L’opera è composta da una griglia metallica in acciaio zincato e verniciato, sorretta da catene ad un supporto in acciaio nero verniciato, il tutto sormontato da una luce al neon e di dimensioni pari a 152.5 x 319 x 251 cm.

Il tavolo che Boyce ha prodotto è stato pensato sia come oggetto su cui compiere l’atto di lettura sia come un oggetto da leggere anziché su cui leggere, poichè il piano di appoggio ricorda una pagina di un libro, piegata come se dovesse essere sfogliata. Anche le lettere O – P – E – N che si possono leggere lungo i bordi arrugginiti della cancellata sembrano un invito ad entrare in una storia. Ed il titolo dell’opera riporta anche le ultime parole di un libro, The End.

Estratti dall’intervista a Martin Boyce:

“Sono interessato alla storia del design, questo include sia la progettazione e produzione di oggetti, così come la disposizione e la presenza delle cose in uno spazio. Sono interessato a come oggetti di design senza produttori di riferimento, come le panchine, siano elementi classici del design. Dal 1997 le mie sculture hanno fatto riferimento direttamente solo a una manciata di oggetti di design specifici: The Eames Storage Units, la serie 7 sedie di Jacobsen, i tavoli di Prouvé, schermi e panchine.”

“Io uso qualsiasi materiale sia rilevante per il pezzo che sto facendo. Però ho la tendenza ad attaccarmi, affezionarmi a una piccola gamma di materiali come il legno, l’acciaio e Jesmonite. Più di recente ho eseguito alcuni elementi in bronzo. […] I materiali utilizzati sono prima discussi con il laboratorio di fabbricazione per esaminarne le proprietà funzionali ed estetiche. Per i nuovi materiali che utilizzo, comè stato per la Jesmonite, è previsto un test in studio / laboratorio in modo da poter capire la loro idoneità per un lavoro. Tuttavia questo è un processo di apprendimento continuo, come per le condizioni in cui le opere viaggiano e sono ri-allestite nel tempo.”

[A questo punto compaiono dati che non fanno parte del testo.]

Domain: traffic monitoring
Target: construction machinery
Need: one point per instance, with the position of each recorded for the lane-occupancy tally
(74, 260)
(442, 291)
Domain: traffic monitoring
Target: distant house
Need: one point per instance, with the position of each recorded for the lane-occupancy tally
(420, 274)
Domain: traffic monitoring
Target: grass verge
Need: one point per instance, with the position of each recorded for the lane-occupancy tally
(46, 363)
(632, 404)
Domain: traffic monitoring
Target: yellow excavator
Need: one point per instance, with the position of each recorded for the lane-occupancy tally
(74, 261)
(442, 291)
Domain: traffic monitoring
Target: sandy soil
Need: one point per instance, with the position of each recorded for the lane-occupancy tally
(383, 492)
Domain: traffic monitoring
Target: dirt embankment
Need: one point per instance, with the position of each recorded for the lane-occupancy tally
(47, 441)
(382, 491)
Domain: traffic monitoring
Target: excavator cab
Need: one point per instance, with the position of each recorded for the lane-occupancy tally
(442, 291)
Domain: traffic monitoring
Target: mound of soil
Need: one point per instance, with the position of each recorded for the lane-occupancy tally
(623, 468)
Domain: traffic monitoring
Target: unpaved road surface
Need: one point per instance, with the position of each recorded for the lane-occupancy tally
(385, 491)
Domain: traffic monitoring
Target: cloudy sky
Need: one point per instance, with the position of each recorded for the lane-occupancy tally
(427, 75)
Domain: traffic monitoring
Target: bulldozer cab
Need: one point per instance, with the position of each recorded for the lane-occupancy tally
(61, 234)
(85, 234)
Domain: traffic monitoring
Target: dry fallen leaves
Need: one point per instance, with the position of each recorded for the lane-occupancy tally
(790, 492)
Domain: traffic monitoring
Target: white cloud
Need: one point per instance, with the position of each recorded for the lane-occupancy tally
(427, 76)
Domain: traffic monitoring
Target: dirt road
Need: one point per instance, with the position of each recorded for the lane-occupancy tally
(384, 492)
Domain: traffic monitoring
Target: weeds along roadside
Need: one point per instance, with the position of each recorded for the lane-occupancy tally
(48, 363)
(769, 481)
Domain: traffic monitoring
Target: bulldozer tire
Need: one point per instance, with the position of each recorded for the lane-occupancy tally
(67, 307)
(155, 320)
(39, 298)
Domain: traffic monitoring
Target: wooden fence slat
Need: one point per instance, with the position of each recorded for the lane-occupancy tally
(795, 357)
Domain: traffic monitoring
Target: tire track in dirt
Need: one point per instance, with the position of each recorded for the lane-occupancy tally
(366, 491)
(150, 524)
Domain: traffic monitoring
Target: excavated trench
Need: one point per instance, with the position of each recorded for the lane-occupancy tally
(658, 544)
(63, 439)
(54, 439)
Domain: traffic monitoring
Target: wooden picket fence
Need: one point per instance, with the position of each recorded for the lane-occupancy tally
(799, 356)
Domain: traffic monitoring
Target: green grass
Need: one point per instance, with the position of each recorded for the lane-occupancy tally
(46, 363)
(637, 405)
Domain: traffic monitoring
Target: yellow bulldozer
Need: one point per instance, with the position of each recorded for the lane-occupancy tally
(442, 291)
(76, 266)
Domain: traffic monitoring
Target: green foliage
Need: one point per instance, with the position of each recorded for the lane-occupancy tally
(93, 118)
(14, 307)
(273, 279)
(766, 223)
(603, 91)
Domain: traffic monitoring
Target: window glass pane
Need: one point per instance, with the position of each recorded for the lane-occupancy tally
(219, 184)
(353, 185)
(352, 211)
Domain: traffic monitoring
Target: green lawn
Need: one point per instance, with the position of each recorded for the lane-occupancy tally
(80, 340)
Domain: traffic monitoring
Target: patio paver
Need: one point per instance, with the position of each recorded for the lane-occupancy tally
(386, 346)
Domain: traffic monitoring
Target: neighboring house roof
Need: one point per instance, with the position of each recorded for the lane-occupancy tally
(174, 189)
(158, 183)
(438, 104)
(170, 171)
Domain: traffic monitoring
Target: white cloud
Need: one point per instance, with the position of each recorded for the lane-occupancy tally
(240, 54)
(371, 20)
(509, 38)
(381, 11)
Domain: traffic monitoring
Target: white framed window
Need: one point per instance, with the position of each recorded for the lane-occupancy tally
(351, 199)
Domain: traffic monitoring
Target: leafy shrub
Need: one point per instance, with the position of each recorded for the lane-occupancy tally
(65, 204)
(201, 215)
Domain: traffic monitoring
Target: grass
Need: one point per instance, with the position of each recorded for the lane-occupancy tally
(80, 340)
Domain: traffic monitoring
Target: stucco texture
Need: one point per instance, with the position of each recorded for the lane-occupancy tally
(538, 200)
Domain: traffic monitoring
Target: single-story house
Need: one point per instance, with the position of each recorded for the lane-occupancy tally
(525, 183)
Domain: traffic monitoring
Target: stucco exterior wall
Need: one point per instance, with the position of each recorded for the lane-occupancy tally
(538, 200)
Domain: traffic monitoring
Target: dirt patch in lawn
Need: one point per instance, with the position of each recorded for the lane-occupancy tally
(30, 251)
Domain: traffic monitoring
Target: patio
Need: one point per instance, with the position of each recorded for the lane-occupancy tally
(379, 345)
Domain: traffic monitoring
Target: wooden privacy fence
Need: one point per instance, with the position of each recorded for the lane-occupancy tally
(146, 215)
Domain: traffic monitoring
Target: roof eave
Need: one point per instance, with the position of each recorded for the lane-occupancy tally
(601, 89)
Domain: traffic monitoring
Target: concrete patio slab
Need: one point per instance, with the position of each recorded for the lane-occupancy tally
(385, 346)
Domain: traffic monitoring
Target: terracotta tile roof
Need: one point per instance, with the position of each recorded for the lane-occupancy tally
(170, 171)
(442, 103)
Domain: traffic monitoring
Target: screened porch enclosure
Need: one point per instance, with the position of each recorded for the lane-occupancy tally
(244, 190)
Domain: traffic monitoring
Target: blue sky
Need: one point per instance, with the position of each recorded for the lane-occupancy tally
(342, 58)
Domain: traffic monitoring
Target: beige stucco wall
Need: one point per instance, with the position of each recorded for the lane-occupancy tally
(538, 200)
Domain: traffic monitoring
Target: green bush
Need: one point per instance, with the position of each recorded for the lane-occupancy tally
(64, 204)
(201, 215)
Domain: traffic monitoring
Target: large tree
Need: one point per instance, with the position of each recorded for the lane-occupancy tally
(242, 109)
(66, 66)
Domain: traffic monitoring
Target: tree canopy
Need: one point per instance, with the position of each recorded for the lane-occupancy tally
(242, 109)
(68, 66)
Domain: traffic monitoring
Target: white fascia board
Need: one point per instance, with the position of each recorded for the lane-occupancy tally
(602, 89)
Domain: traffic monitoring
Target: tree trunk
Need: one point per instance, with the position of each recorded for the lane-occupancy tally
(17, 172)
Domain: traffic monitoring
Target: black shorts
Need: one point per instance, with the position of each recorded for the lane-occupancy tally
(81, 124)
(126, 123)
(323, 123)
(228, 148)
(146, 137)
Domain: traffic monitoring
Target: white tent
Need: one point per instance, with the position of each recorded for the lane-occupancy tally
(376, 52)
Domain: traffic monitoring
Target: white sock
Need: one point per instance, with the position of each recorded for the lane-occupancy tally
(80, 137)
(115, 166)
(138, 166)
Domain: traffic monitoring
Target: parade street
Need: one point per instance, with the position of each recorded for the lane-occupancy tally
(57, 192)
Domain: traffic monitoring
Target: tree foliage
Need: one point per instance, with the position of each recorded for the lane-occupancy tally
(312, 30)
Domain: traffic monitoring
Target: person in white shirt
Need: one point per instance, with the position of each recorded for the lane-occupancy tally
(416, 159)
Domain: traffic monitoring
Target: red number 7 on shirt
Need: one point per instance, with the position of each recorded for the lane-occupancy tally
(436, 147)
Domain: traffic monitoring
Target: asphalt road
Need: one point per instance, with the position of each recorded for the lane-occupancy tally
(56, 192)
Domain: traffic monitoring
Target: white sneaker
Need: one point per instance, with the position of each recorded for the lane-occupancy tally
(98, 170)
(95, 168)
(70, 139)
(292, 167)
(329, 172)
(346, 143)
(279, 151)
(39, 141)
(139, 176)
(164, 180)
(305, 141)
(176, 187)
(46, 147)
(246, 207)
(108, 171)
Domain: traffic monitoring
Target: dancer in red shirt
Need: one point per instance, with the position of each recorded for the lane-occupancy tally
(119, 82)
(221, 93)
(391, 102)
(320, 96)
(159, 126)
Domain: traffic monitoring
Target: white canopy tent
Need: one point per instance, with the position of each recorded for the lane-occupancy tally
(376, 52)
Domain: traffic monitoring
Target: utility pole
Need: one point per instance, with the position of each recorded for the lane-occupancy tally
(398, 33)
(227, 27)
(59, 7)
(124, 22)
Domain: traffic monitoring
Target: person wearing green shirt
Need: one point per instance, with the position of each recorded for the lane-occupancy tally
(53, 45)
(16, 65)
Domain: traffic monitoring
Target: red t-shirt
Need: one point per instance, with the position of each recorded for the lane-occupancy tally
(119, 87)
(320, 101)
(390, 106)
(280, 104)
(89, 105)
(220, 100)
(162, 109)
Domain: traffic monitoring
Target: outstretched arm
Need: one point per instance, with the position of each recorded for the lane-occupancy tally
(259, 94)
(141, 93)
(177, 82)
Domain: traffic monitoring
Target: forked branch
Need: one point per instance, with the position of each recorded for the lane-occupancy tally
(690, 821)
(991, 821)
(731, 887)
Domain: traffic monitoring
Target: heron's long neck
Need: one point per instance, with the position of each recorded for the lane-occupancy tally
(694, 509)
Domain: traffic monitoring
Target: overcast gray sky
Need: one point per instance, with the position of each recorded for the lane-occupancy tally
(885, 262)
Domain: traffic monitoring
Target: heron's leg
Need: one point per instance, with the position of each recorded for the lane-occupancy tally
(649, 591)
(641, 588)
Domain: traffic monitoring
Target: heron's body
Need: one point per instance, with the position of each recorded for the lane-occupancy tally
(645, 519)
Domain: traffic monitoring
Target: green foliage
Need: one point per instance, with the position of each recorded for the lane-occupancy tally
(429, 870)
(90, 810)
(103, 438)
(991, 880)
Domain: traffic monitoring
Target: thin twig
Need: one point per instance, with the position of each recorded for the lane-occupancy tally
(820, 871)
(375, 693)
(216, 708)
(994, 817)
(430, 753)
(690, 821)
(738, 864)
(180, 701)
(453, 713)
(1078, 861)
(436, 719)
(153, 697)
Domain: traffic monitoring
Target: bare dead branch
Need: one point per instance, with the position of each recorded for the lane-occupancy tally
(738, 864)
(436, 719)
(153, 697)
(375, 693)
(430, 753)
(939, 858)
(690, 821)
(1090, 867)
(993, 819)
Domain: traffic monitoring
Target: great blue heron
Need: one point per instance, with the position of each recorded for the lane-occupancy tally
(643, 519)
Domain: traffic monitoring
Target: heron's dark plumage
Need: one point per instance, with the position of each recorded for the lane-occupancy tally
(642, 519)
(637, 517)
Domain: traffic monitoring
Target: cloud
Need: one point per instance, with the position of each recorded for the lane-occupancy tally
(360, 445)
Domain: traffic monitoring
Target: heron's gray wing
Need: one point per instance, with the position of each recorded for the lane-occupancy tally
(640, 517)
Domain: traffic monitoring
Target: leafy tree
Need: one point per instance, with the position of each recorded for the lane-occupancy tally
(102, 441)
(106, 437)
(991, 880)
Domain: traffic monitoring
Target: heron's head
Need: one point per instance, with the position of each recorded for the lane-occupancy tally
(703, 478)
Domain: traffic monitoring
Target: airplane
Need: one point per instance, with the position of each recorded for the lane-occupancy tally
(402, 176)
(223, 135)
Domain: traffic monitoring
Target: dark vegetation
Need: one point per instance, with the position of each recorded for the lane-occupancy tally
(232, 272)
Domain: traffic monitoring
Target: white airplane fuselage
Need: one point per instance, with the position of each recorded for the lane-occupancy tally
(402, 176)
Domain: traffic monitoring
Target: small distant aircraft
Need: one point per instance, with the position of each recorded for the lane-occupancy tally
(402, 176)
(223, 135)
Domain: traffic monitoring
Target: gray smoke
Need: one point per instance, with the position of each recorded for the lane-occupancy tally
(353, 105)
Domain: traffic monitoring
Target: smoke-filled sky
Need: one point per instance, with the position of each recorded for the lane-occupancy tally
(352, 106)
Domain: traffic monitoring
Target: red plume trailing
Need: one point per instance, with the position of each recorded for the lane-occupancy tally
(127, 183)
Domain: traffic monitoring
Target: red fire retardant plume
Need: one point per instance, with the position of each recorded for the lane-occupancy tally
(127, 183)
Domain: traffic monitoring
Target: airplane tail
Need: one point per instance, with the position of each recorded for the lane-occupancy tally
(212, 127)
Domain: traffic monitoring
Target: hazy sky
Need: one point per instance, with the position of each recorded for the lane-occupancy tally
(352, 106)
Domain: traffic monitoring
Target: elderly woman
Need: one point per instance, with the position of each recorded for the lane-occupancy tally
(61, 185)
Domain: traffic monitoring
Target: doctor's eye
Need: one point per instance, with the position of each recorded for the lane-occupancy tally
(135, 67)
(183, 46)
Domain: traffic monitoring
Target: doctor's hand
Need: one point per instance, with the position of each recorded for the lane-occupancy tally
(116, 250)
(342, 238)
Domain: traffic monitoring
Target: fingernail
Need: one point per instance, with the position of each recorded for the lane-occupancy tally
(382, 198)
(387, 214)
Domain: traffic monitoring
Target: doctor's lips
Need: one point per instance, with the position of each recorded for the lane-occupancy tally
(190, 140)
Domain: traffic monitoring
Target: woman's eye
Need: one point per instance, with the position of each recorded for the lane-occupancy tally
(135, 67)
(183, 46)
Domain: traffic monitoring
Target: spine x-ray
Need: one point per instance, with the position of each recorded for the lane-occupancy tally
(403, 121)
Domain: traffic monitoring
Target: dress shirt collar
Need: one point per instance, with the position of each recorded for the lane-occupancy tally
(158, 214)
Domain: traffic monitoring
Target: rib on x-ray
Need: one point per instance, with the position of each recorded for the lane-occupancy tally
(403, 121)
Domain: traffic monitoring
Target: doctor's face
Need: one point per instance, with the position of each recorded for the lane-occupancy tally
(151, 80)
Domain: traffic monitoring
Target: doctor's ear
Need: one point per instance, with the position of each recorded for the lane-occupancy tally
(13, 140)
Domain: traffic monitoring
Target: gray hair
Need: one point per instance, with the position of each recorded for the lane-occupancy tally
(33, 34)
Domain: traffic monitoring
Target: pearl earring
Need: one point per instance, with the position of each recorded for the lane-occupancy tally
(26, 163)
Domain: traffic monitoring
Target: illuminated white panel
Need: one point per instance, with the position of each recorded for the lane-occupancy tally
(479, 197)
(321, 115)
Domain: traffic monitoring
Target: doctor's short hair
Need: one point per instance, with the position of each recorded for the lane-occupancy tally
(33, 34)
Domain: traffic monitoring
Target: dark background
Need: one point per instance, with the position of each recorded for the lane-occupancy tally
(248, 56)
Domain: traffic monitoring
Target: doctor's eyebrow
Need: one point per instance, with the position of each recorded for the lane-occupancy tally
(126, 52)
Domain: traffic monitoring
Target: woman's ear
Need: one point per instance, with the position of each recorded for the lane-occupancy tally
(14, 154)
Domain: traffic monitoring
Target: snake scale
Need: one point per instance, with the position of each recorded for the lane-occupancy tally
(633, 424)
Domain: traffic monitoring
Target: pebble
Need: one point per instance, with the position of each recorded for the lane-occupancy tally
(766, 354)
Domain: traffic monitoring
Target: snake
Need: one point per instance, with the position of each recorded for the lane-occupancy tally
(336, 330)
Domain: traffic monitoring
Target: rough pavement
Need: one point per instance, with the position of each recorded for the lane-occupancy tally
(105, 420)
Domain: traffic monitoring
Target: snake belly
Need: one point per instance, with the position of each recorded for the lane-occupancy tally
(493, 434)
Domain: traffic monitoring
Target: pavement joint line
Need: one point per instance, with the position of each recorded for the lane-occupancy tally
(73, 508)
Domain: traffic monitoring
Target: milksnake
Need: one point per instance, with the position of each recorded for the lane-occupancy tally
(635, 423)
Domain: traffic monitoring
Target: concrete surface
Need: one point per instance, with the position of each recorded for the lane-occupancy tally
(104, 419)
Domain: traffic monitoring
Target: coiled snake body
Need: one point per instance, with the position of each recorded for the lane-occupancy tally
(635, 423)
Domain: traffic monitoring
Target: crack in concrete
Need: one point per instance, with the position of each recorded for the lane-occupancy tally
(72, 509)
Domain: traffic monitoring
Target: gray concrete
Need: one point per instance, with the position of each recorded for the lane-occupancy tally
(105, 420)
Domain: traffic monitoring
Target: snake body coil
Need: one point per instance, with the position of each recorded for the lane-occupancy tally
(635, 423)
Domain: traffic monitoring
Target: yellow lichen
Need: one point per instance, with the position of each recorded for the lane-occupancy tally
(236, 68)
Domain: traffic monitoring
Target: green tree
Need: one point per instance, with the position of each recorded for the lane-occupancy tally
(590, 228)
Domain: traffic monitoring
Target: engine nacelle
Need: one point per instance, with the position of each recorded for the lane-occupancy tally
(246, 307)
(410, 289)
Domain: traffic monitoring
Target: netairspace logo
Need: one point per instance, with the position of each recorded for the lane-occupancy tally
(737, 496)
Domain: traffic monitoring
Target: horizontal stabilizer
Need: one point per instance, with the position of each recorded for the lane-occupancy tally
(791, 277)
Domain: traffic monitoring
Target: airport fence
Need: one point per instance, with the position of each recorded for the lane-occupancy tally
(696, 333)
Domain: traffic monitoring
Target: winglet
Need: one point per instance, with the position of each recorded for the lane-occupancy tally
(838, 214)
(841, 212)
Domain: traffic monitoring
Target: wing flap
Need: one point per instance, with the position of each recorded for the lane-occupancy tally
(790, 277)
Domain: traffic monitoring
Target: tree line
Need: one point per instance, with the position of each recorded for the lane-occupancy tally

“Mi capita spesso di accelerare artificialmente l’usura mie sculture. Io lo vedo come l’impianto di un passato in un oggetto che di fatto non ha un passato. Questo crea una instabilità temporale che è interessante per me. Un oggetto che sembra essere storico ed abbandonato anche se di fatto è appena stato realizzato.”

“Può essere frustrante dover riparare un lavoro che è stato fatto anni prima, perché sei così occupato con il nuovo lavoro da non averne tempo e testa. Recentemente ho dovuto riparare un pezzo di legno di una maschera che era stato rotto. Doveva essere riassemblato e completamente ridipinto, ma non ho potuto recuperare subito la vernice originale. Ci è voluto un sacco di tempo ed è stato frustrante, ma alla fine è stato come creare un nuovo rapporto con il lavoro, è stato in qualche modo prezioso.”

L’intervista è stata eseguita all’interno del progetto Interview with art, a cura di Benedetta Bodo di Albaretto in collaborazione con il Centro di Conservazione e Restauro della Venaria Reale e la Fondazione Sandretto Re Rebaudengo di Torino.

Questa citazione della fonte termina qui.